In deze zaak heeft de Rechtbank Den Haag op 15 augustus 2023 uitspraak gedaan in de zaken NL23.22039 en NL23.22392, waarbij de rechtbank zich boog over de verlenging van de maatregel van bewaring van een Marokkaanse vreemdeling. De vreemdeling was op 2 februari 2023 in bewaring gesteld op grond van artikel 59, eerste lid, aanhef en onder a, van de Vreemdelingenwet 2000. Eerdere beroepen tegen het opleggen of voortduren van deze maatregel waren ongegrond verklaard. Op 26 juli 2023 heeft de Staatssecretaris van Justitie en Veiligheid de maatregel van bewaring met maximaal twaalf maanden verlengd. De vreemdeling heeft hiertegen beroep ingesteld, dat door de rechtbank is opgevat als een beroep tegen het voortduren van de maatregel.
De rechtbank heeft op 11 augustus 2023 de zaak behandeld, waarbij de gemachtigde van de vreemdeling en de gemachtigde van de verweerder aanwezig waren. De rechtbank heeft vastgesteld dat de vreemdeling onvoldoende meewerkt aan zijn uitzetting en dat er zicht op uitzetting bestaat, omdat de Marokkaanse autoriteiten zijn benaderd voor een vervangend reisdocument. De rechtbank oordeelt dat de verlenging van de maatregel van bewaring rechtmatig is, omdat de gronden voor bewaring deugdelijk zijn gemotiveerd en de vreemdeling niet actief meewerkt aan zijn vertrek.

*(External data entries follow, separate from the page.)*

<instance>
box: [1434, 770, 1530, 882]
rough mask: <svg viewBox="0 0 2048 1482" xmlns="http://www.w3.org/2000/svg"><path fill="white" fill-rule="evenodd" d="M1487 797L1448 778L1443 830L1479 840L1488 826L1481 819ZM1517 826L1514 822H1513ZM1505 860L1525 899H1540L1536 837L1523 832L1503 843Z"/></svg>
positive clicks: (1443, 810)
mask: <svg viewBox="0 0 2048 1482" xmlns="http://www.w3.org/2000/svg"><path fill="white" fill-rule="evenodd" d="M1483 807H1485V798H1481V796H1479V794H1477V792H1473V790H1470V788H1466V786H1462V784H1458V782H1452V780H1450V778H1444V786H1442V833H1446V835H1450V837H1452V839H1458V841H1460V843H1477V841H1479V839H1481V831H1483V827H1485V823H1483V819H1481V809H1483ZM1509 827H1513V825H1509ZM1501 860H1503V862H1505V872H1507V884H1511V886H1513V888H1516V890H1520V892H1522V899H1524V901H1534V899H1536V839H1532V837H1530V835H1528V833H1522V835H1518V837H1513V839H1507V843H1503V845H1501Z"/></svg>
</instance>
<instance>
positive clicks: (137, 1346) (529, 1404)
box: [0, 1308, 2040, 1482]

De rechtbank heeft beide beroepen ongegrond verklaard en het verzoek om schadevergoeding afgewezen. De uitspraak is gedaan door mr. N.M. van Waterschoot, rechter, en openbaar gemaakt door middel van geanonimiseerde publicatie op rechtspraak.nl. Tegen deze uitspraak kan hoger beroep worden ingesteld bij de Afdeling bestuursrechtspraak van de Raad van State, voor zover het betreft het verlengingsbesluit.